Le festival Tiji, la cérémonie vénérée du royaume de Lo
Au rythme des danses masquées et des instruments traditionnels

En arrivant, nous devons nous acquitter d’une licence pour photographier l’évènement. Ensuite, nous nous faufilons dans la foule déjà massée en cercle dans la cour du palais royal de Lo Manthang, où se déroule le festival Tiji. Peu de temps après, les moines entrent dans le cercle et c’est parti pour environ 3h de spectacle rituel.
Festival Tiji 1er jour, le harcèlement du démon
Ces danses sont menées par un moine, le danseur principal appelé « Tsowo » qui s’est retiré pour méditer pendant trois mois avant le festival. Il est accompagné d’une dizaine de danseurs vêtus de costumes du 17ème siècle, rapiécés par endroit, et portant un chapeau couronné de plumes de paon. Ils se déplacent dans de lents mouvements, au rythme des sons graves de deux trompes et des vibrations des tambours.
Les moines exécutent une danse appelée « Tso Chham » dans laquelle ils ont reconstitué le harcèlement du démon. Ils tiennent en main gauche un petit masque représentant le démon, et dissimulé dans la main droite, un petit poignard ainsi qu’un foulard tressé, rouge, bleu, blanc. Cette danse fait partie d’une pratique méditative qui confère les bienfaits de l’enseignement de Bouddha.
Le festival Tiji est pour tout dire envoûtant. Le moine « Tsowo » a un regard pénétrant qui embarque le public dans cette méditation en mouvement.

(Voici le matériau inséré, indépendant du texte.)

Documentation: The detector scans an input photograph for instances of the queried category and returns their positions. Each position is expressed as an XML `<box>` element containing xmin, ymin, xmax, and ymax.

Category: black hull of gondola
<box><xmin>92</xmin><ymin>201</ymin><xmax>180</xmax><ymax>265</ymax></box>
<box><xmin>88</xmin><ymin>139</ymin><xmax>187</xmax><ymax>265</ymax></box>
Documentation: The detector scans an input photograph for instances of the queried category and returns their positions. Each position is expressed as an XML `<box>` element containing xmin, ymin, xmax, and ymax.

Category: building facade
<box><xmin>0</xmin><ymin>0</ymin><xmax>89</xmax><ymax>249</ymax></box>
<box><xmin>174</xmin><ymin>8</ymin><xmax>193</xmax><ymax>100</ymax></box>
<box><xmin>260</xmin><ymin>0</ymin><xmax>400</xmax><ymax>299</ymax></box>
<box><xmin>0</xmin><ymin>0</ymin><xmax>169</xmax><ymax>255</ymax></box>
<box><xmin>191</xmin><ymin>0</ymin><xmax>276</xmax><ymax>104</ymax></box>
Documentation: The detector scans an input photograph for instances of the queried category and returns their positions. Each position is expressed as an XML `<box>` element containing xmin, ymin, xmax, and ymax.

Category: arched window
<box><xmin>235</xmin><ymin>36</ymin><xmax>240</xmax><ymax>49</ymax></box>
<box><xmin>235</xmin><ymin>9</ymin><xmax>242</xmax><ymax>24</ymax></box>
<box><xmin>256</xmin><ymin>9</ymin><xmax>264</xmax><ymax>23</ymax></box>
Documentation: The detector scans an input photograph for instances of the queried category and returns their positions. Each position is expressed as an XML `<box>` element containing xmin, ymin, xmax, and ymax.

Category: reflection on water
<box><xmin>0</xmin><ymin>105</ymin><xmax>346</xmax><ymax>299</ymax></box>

Festival Tiji 2ème jour, la naissance de « Sonam Dorje »

Ces masques sont des manifestations terrifiantes, évoquant les divinités protectrices des familles royales. Ces divinités tentent de protéger l’âme de « Sonam Dorje » lors de son voyage à travers le « bardo », la transition entre la mort et la naissance.
La danse des squelettes frissonnants représente les divinités venues accueillir l’âme de la mort. Quant aux divinités masquées en animaux, elles accompagnent l’être venu à la vie.
Ces mêmes animaux se retrouvent sur les fresques des temples bouddhistes tibétains : oiseaux, tigre, chevaux, cochons… Le moine au masque de chien, le « Tsowo » s’assied au milieu de la place devant une boîte qui contient le démon.
Aujourd’hui, les danseurs arborent des costumes récents, très colorés. Ensuite, de jeunes moines portant des tambourins, sans masque cette fois, effectuent une danse plus acrobatique. Même si l’on ne comprend pas tout le rituel, ces chorégraphies, ces masques et la musique nous transportent dans un autre monde, bien différent du nôtre! Des membres de la famille royale ainsi que des élus des 7 provinces du Mustang assistent au festival Tiji. Ils arborent une chapka traditionnelle en fourrure alors qu’ils s’assoient en plein soleil…
Même s’il y a beaucoup de monde, dont de nombreux touristes, le festival Tiji n’en reste pas moins très authentique et à voir absolument.